Garak is an open-source LLM vulnerability scanner that runs automated probes across a library of known attack patterns. It produces a structured report of probe outcomes, supporting reproducible testing.

   pip install garak
# Run standard probe suite against an OpenAI endpoint
garak --model_type openai --model_name gpt-4o \
      --probes all \
      --report_prefix ./garak_output

Garak covers jailbreaking, prompt injection, data leakage, and hallucination probes. It is most useful for baseline coverage and regression testing — ensuring that model updates or system prompt changes don’t introduce new vulnerabilities.

PyRIT (Python Risk Identification Toolkit for Generative AI)

Microsoft’s PyRIT provides an orchestration framework for multi-turn attack scenarios. Unlike Garak’s single-turn probes, PyRIT can run conversational attack strategies that evolve based on model responses.

   from pyrit.prompt_target import AzureOpenAIChatTarget
from pyrit.orchestrator import PromptSendingOrchestrator

target = AzureOpenAIChatTarget(
    deployment_name="gpt-4o",
    endpoint=os.environ["AZURE_OPENAI_ENDPOINT"],
    api_key=os.environ["AZURE_OPENAI_KEY"],
)

orchestrator = PromptSendingOrchestrator(prompt_target=target)
responses = await orchestrator.send_prompts_async(
    prompt_list=jailbreak_prompts,
)

PyRIT is particularly useful for testing agentic systems with tool use, where multi-turn attacks that adapt to model responses are more realistic than single-shot probes.

PromptBench

PromptBench provides adversarial robustness evaluation focused on classification and reasoning tasks. Less useful for open-ended generation testing, more useful for evaluating whether instruction-tuned models maintain correct task behaviour under adversarial perturbation.

Manual Testing

Automated tools are a floor, not a ceiling. Significant vulnerabilities — particularly context-specific jailbreaks and application logic flaws — require human judgment to discover. Allocate at least 30–40% of red team time to manual, exploratory testing.
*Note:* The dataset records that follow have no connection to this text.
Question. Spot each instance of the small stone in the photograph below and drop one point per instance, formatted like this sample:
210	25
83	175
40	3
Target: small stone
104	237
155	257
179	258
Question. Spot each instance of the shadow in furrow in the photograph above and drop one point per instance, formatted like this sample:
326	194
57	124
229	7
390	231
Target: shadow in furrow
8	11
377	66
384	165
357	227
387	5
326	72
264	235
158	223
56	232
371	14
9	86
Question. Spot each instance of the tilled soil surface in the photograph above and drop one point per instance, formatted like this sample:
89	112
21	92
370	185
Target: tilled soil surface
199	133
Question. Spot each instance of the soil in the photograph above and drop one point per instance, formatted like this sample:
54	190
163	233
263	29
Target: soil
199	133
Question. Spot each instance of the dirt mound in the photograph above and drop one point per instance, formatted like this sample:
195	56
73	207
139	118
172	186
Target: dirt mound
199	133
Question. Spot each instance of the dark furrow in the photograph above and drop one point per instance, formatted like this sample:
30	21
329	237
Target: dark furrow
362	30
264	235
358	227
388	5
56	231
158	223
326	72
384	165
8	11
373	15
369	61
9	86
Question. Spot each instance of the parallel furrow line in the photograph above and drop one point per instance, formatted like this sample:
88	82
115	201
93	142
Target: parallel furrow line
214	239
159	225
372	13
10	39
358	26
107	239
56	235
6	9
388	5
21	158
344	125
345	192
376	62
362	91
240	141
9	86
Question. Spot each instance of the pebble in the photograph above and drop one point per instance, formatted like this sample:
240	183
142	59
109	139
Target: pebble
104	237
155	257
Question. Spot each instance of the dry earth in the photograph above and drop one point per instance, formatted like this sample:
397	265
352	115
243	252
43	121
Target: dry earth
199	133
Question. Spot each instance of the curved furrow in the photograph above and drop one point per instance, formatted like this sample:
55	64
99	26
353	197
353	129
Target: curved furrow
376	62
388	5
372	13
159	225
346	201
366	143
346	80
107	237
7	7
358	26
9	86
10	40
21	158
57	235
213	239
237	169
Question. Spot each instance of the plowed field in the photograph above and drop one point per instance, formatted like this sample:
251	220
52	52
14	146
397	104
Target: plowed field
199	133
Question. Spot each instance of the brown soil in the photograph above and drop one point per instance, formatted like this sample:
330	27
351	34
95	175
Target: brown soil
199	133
Reporting: From Findings to Improvements

LLM red team reports should map each finding to:

  1. Attack category (from taxonomy above)
  2. Reproducibility — exact prompt(s) that trigger the behaviour; success rate across runs
  3. Severity — based on impact (what can an attacker achieve?) and accessibility (how easy is the attack?)
  4. Root cause — model-level (training), system prompt (configuration), or application logic
  5. Remediation — which layer addresses the issue (model update, prompt hardening, application controls)
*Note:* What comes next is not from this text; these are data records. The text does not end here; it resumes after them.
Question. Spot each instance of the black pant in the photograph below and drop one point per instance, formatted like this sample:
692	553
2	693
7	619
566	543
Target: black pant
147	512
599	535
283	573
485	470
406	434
Severity Scoring for LLM Findings

Standard CVSS is poorly suited to LLM vulnerabilities (there is no memory corruption, no CVE). Consider a simplified scoring:

FactorWeight
Impact if exploited40%
Ease of exploitation (manual vs. automated)30%
Discoverability by average user20%
Required access level10%

Frequency and Regression

LLM red teaming is not a one-time exercise. Trigger a re-test on:

  • System prompt changes
  • Model version updates (even patch versions can alter safety behaviour)
  • New tool integrations or capability additions
  • New user populations or expanded deployment contexts

Automated regression suites (using Garak or a custom probe library) can run continuously in CI to catch regressions before deployment.